Implicações ambientais: uma avaliação do projeto "Praia do Guaíba"
Palavras-chave:
implicações ambientais, projeto Praia do GuaíbaResumo
Através do Convênio Básico entre a Prefeitura Municipal de Porto Alegre, o Estado do Rio Grande do Sul e o DNOS (Departamento Nacional de Obras e Saneamento), firmado em 28.04.73, previu-se a expansão do aterro da Praia de Belas. A área aterrada desde então totaliza 229ha, e estende-se desde a Ponta da Cadeia à Ponta do Melo (Fig.1). Esta área, através do Plano Diretor, destinada ao lazer público, abriga desde 1976 quando foi inaugurado, o Parque Marinha do Brasil, com uma extensão de 74ha e o Parque da Harmonia inaugurado posteiormente com 65ha.
Em 1987, o prefeito de Porto Alegre, objetivando "urbanizar" a orla do Guaíba contratou o arquiteto diretor da Arquitetos e Urbanistas Ltda., para fazer um estudo da viabilidade urbanística para àquela área de aterro.
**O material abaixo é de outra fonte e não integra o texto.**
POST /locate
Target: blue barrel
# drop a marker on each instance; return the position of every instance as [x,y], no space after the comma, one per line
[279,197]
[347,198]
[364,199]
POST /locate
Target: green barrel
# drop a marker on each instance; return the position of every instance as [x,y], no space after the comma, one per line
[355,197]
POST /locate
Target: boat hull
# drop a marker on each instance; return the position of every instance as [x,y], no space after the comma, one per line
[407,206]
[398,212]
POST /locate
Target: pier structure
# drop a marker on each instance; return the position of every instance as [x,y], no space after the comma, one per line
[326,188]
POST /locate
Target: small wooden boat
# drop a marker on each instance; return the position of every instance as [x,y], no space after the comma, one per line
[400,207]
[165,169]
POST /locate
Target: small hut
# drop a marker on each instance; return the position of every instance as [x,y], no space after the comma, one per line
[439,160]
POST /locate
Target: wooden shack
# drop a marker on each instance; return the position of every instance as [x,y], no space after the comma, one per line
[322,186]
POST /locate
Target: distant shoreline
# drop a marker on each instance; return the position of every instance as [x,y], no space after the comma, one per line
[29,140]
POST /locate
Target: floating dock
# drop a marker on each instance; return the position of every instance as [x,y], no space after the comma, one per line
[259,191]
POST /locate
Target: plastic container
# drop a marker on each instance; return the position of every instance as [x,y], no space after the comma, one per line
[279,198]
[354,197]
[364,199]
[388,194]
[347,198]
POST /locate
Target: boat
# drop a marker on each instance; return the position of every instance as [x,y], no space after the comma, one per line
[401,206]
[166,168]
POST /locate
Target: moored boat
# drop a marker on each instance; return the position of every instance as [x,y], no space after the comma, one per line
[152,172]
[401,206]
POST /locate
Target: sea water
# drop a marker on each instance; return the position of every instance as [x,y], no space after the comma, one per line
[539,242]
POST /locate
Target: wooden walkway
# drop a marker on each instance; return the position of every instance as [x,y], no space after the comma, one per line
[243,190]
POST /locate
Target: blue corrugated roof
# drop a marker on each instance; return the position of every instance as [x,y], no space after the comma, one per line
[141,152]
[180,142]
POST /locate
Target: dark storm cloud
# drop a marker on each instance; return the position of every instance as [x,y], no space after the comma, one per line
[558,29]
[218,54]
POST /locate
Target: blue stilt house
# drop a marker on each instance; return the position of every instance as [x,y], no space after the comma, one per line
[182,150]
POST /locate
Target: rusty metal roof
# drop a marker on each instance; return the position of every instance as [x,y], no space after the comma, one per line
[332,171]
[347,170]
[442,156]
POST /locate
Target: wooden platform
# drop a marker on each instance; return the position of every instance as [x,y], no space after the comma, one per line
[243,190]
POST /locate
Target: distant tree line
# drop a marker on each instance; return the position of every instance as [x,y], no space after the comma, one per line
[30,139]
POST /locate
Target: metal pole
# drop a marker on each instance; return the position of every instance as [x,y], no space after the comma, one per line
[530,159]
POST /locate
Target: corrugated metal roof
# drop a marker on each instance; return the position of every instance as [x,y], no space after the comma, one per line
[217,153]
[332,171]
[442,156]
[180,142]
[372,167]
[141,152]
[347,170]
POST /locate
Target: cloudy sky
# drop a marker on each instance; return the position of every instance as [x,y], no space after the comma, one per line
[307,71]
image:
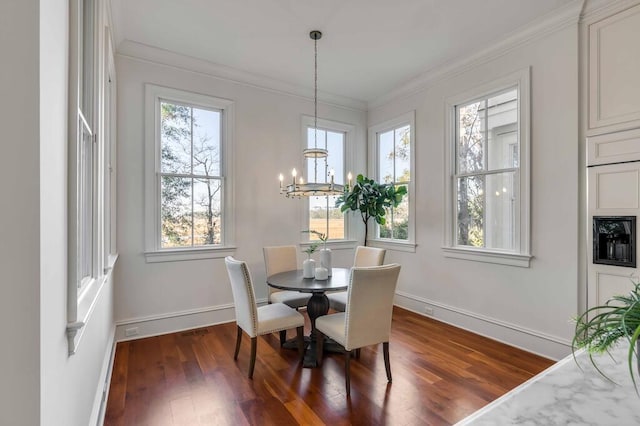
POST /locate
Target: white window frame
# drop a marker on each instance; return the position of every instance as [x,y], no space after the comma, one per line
[153,251]
[308,122]
[521,256]
[90,196]
[409,119]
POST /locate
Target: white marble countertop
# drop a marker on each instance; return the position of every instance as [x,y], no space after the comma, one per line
[569,393]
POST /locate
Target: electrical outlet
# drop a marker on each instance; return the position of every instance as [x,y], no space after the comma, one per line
[133,331]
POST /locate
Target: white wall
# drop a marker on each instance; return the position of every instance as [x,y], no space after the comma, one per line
[19,214]
[40,383]
[70,386]
[527,307]
[267,141]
Este,após sua elaboração, foi denominado "Projeto Praia do Guaiba". Tal projeto consiste na proposta de construção , numa faixa de 6 km entre os dois ponta is anteriormente referidos, de um Shopping Center de 900 metros de comprimento, 70 metros de largura e 20 pavimentos; um hotel 5 estrelas; um Centro Convenções; uma Escola Superior de Marketing; uma Passarela de Eventos Culturais (sambódramo) - este já em construção; edifícios comerciais e residências com 5 até 7 pavimentos; uma avenida (Beira Rio), com 6 km de extensão; além de vias, viadutos e pontes; estacionamentos e uma marina pública em frente ao hotel e centro de convenções. O total da área a ser urbanizada totalizava originalmente 104ha. Atualmente, esta área foi reduzida para 99,6ha, provavelmente para diminuir as exigências de realização do Relatório
de Impacto do Meio Ambiente, exigido para todo o projeto com área
superior a 100ha.
O objetivo desta construção e justificado pelo poder público municipal por estarem estas áreas, em total estado de abandono e sendo invadidas por subabitações, além de constituírem enorme potencial turistico, devido à sua posição geográfica, seja em relação à proximidade do Guaiba, seja em relação à proximidade do centro da capital gaúcha.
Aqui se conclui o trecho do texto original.